Thilde in her home office [Provided by Thilde]
In different contexts, we’ve met Dr. Mathilde (Thilde) Weems. Thilde was educated at Brown and Stanford University, where she obtained degrees in Psychology and Medicine. After 15 years of working in the private and public sector in psychiatry, Thilde came away with a deep understanding of the needs and desires of others and ultimately decided that she was better suited to serve others with her long held creative gifts.
Following her artistic calling, in 2013 Thilde founded Belle Neptune, an independent apparel company. Exchanging patients for clients, Thilde deeply understands the issues that contribute to a woman’s self confidence and body image. (For more on Belle Neptune, see Moon Dress coming to Rochester from L.A. with love)

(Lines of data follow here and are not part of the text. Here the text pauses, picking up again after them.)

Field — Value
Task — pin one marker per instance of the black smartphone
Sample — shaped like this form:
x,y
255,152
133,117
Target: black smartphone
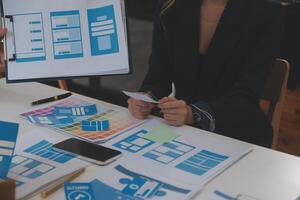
x,y
88,151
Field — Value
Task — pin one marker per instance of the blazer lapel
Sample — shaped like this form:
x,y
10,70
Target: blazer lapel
x,y
181,23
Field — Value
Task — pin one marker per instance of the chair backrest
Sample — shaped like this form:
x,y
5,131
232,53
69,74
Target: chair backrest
x,y
274,93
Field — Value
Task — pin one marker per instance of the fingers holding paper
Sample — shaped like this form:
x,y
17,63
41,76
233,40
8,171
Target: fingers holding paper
x,y
139,109
176,112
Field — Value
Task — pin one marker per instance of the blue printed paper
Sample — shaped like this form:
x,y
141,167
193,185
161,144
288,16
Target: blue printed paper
x,y
76,111
93,126
202,162
103,191
79,191
8,138
50,120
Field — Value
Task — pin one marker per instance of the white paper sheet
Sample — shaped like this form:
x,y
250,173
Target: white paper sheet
x,y
59,38
140,96
194,158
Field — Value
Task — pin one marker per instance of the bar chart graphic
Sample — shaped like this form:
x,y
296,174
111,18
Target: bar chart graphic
x,y
103,32
29,37
66,34
44,149
29,168
135,142
169,152
202,162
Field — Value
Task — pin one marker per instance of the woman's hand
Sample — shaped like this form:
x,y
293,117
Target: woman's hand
x,y
139,109
176,112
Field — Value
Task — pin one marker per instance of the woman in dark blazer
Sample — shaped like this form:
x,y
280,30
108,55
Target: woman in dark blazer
x,y
219,73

One element missing from Talker is the time honored American magazine feature: the advice column. To our indebtedness, Thilde (aka Miss T) is filling the psychic void. Miss T (aka Misty) can answer questions simple — how to overcome deep seated neurotic relationship-thinking — and complex, like what to wear on a getaway weekend to Turning Stones. Misty — paradoxically — will clear our clouded mental states.
Please send questions to [email protected] Teal Thilde writes; “Don’t be shy, send in your quandary and/or suggestions for movie and book reviews related to psychology. Kindly refrain from political stuff.”
Drawn at random from dozens of initial responses is Miss T’s first question.
Dear Miss T,
My problem is unrequited love. I publish a community magazine. I am losing money in the venture. I have to beg writers for submissions. While we have a loyal readership, friends and family members barely read the articles, only under duress. My self-image is suffering. How do I get out before my heart is broken to bits?
CONSIDER OFFERING YOUR OWN DIAGNOSIS IN THE COMMENT SECTION AT END
We all suffer for our art and our passion. I for one work harder than anyone I know and make zero money. Oftentimes, we wonder why it even matters or does anyone care or see us. Rather than “get out”, it’s time to double down. Perhaps you should appeal more to the narcissism of your contributors. Find out what their passion is and ask them to write about it. Provide a framework, an organizing question and limit the time spent on it. Encourage them to share about topics big and small that offer wonder and the impetus to keep going in their own lives.